There are a few interesting mechanics at play that just feel squandered, particularly the way any character can turn into a zombie. If you are bitten by an undead, you’ll become infected, turning your health bar blue and clouding your screen’s field of view. Your health will slowly drain away until it reaches zero, at which point you’ll turn and it’s essentially game over in single player, as your character becomes uncontrollable. This just becomes frustrating, as you’re unable to cure yourself of the infection unless you happen to have an anti-viral spray (which Umbrella probably should have doled out to the citizens of Raccoon City). So, you can either keep playing, scrambling for herbs and first aid sprays to forestall your zombification, or just accept the inevitable and turn so you can restart from the last checkpoint. The concept just isn’t as fleshed out as it could have been.
Of course, to get the most enjoyment out of Operation Raccoon City, you’ll need to play it online, particularly on Xbox 360. There’s a special ‘Nemesis’ mode that’s exclusive to the 360 version (through paid DLC, naturally), that lets one player work against the team as the badass Nemesis monster. Apart from the campaign co-op, both PS3 and 360 receive a ‘Heroes’ mode (dividing players into two celebrity-filled teams including the lovely Ada Wong and Jill Valentine), ‘Biohazard’ mode, as well as standard Team Attack and Survivors. They work well to change up the action from the co-op campaign, even if they aren’t quite as engaging. There will no doubt be further DLC on the way to expand the co-op action, which will be welcome as the campaign only lasts about five to six hours, and you won’t stick around too much longer for the remaining multiplayer options.
While I’ve already mentioned that I didn’t care much for the game’s narrative presentation, Operation Raccoon City’s graphics are serviceable, if a little dreary. It obviously doesn’t have the same production values as something like RE5, but you do get a kick out of seeing updated models for the monsters you’re familiar with, such as the Nemesis. Both the voice acting and music are forgettable, but the sound effects of the various weapons can occasionally have a nice kick to them.

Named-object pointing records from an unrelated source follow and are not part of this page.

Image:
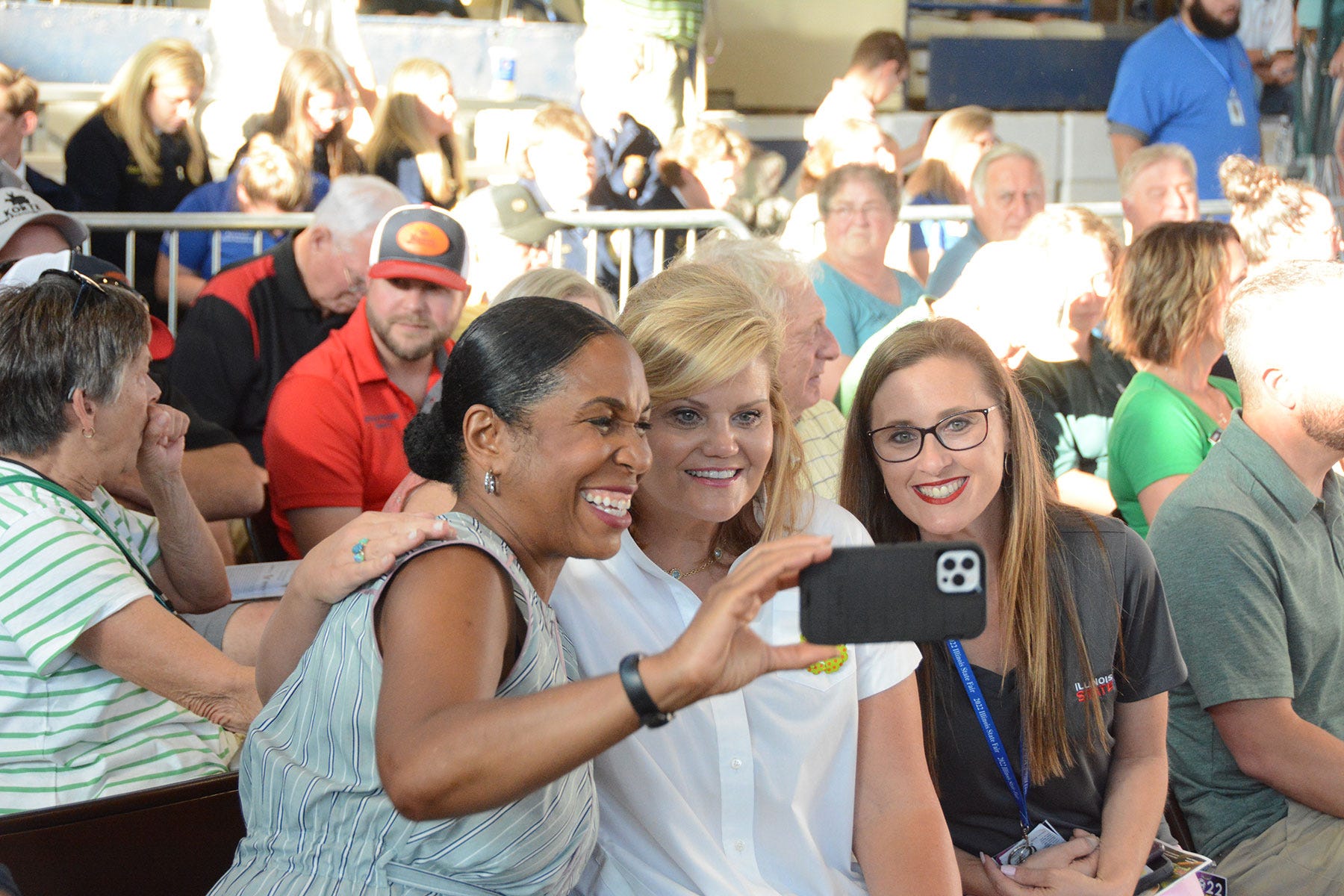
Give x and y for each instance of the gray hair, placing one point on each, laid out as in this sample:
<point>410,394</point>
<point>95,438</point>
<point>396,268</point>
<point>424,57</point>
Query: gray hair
<point>979,180</point>
<point>768,269</point>
<point>46,352</point>
<point>880,179</point>
<point>354,206</point>
<point>1263,323</point>
<point>557,282</point>
<point>1151,155</point>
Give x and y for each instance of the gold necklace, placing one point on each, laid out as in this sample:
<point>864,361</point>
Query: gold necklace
<point>710,561</point>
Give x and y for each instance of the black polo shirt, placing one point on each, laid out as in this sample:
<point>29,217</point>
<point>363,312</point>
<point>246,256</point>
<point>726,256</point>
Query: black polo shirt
<point>252,323</point>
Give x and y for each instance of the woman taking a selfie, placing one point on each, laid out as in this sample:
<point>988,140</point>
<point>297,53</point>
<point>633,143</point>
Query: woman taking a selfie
<point>1166,314</point>
<point>1073,668</point>
<point>428,741</point>
<point>772,788</point>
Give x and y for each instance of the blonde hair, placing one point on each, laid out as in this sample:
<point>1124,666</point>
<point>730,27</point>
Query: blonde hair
<point>1145,156</point>
<point>308,72</point>
<point>1167,289</point>
<point>398,124</point>
<point>124,105</point>
<point>698,144</point>
<point>695,327</point>
<point>951,132</point>
<point>820,159</point>
<point>1033,581</point>
<point>557,282</point>
<point>1051,234</point>
<point>20,92</point>
<point>270,173</point>
<point>1265,205</point>
<point>554,117</point>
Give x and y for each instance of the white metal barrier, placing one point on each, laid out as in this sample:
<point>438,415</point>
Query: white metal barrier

It may seem a little harsh to come down so hard on Operation Raccoon City for just being a standard cover shooter with the Resident Evil licence pasted over it, because that’s all it’s trying to do. It doesn’t seem to have the budget or scope to be anything more, so it settles for sending players on a trip down memory lane with some shooty covery gameplay to give them something to do. But, because of this it’s not going to appeal to many players outside of the Resident Evil fanbase, and even they will find the experience a little too unpolished and generic. Still, the year’s not over for RE fans yet, with another Resident Evil movie andRE6 on the way, so it might be best to wait a few months before handing your money over to Capcom for a better quality product.